The only way to find out was to keep commingling politics with the machine and to find, eventually, where its capabilities ended and the needs of the uncounted in society began. For some politicians, they worried that such an end might not exist – that the machine might have just created a political dynamic where it only needed to convince an ever smaller slice of the population, and it had arranged things so that the world would not break while transitioning into this reality.

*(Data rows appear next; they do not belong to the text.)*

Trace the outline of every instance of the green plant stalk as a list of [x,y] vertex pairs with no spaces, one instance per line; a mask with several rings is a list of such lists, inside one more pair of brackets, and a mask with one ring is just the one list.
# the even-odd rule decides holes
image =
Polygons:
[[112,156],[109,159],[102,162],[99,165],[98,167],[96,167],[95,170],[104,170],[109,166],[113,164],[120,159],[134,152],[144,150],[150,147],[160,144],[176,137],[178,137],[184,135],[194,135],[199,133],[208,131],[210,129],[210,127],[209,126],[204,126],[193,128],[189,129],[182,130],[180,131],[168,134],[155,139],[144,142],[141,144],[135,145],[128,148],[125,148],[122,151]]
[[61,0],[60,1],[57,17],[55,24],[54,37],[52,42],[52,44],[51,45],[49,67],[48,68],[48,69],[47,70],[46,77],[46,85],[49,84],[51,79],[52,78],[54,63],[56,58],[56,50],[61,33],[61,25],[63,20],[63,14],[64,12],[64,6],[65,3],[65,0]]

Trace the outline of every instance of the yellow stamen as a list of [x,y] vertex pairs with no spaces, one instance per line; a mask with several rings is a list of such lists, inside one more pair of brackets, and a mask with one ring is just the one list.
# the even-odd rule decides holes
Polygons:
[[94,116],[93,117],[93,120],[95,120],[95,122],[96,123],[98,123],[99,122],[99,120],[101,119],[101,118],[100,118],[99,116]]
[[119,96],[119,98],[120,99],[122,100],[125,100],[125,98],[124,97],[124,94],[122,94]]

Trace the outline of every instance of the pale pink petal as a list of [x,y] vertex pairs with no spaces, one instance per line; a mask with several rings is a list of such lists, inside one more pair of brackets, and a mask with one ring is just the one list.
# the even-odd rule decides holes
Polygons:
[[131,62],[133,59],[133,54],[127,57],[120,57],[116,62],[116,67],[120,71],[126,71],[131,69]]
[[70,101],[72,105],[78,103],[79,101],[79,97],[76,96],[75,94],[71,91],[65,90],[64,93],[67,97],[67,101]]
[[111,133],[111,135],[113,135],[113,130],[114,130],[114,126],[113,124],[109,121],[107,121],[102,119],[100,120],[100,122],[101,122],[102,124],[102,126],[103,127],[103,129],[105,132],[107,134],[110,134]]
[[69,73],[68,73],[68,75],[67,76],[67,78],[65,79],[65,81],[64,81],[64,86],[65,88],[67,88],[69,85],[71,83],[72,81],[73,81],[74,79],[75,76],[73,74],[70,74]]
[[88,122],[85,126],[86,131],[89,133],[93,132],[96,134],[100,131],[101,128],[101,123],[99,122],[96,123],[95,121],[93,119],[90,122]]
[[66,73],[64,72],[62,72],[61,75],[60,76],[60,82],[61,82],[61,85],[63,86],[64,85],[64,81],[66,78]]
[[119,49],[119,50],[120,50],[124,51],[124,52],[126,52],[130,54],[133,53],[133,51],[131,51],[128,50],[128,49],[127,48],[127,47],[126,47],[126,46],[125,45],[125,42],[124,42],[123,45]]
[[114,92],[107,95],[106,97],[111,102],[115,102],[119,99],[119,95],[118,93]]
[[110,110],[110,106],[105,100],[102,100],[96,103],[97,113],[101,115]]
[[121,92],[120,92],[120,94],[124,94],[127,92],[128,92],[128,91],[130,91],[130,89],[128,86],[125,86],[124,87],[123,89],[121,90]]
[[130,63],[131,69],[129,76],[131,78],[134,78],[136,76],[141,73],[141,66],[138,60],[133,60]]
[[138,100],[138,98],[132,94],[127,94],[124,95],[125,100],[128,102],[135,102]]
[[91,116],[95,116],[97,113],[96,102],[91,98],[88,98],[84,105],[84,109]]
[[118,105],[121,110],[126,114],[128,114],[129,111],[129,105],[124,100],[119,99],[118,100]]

“Together, we are strong”, was both a campaign slogan, and a future focus of historical study, as the people that came after sought to understand the mania that made so many societies bet on the machine. Strong at what? The future historians asked. Strong for what?

Things that inspired this story: The application of sentiment analysis tools to an entire culture; our own temptation to do things without contemplating the larger purpose; public relations.